US to Open Large-Scale Metal 3D Printing Facility with Norsk Titanium

There are a number of 3D printing facilities across the US, including Stratasys’ Direct Manufacturing and GE’s Alabama plant, dedicated to their 3D printed LEAP fuel nozzles. Apparently, however, Norway’s Norsk Titanium AS (NTi) doesn’t believe that any of these are quite industrial-grade.  To push 3D printing into a mainstream manufacturing tech, the titanium 3D printing company plans to open a 200,000-square-foot plant that they deem the “world’s first industrial-scale 3D printing facility”.

norsk titanium metal 3D printing

Norsk will be opening the government-owned facility in an unnamed state as a part of a public-private partnership aiming to 3D print large-scale aircraft components relying on NTi’s patented Direct Metal Deposition technology. From the sound of it DMD is not unlike Sciaky’s large-scale arc welding tech. DMD uses a plasma arc to weld titanium wire directly onto a substrate until it reaches near-net-shape. The parts are then milled to reach their final shape. According to the company, this process is 70% more affordable, 90% faster, and overall less wasteful than other technologies, though I’m still trying to figure out which other technologies the company is referring to. NTi’s latest titanium printer is 120 x 120 x 180 cm in size, though the maximum length possible they say is 215 cm (that’s 4′ x 4′ x 5.9′ or 7′).

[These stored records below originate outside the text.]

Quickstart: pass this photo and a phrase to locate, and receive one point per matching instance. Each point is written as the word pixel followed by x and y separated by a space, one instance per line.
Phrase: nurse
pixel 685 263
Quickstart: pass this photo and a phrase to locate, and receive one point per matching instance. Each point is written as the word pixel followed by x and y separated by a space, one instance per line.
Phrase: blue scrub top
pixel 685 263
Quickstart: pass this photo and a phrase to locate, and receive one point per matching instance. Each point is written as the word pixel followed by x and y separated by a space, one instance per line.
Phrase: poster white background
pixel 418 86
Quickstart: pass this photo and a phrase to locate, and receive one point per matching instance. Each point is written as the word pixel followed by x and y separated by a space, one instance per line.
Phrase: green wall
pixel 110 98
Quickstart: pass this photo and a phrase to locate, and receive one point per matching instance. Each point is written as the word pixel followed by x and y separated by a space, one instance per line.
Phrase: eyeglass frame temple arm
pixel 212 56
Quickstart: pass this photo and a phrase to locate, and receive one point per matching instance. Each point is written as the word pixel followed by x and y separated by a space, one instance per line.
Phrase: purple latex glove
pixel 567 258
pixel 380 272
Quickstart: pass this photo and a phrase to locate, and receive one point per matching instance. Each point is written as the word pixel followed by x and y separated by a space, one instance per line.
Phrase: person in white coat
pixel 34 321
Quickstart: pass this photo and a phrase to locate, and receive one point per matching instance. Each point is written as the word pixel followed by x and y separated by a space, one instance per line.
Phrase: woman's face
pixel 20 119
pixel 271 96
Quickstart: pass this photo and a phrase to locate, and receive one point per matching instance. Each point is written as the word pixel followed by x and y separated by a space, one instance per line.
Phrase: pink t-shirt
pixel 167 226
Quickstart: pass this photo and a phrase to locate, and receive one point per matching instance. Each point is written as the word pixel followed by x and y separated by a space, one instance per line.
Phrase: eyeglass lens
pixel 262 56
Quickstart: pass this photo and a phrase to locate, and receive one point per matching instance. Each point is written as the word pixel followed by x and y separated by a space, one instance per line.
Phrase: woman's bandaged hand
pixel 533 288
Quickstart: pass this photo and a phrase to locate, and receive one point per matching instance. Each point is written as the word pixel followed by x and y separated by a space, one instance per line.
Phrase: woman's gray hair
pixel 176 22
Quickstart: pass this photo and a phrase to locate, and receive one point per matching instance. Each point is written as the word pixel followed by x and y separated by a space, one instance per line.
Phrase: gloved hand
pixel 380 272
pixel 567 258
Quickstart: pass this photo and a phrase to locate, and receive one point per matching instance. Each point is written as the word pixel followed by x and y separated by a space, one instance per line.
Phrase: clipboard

As the company moves in this direction, it has appointed Warren Boley as its CEO.  Boley is a former executive with Aerojet Rocketdyne and previously worked for United Technologies Corp. Boley says that the company plans to begin launching orders Q1 of 2016 and is in talks with Lockheed Martin to build parts for its infamously wasteful and underperforming F-35 fighter jet.  This deal may just go through, as the vice chairman of NTi’s board is former Lockheed executive, Chris Kubasik.

norsk large scale metal 3D printer

Comparing traditional manufacturing with NTi’s tech, Boley said that it can take up to 75 weeks to produce 100 pounds of titanium, but that the NTi printer can 3D print a part in five hours with a fraction of the material. Boley adds, “We’re going to make history. This is part of the next industrial revolution.”

The facility will open with several dozen of NTi’s large-scale 3D printers with plans to add more with time and NTi hopes to receive U.S. Federal Aviation Administration certification of the DMD process by the end of the year. I’m sure more information about the endeavor will be released as the ribbon-cutting ceremony approaches.  If this factory is a part of the National Network for Manufacturing Innovation, we may even be treated by requisite pomp and circumstance and a speech by the President.  And, we’ll get to find out where exactly this facility will be.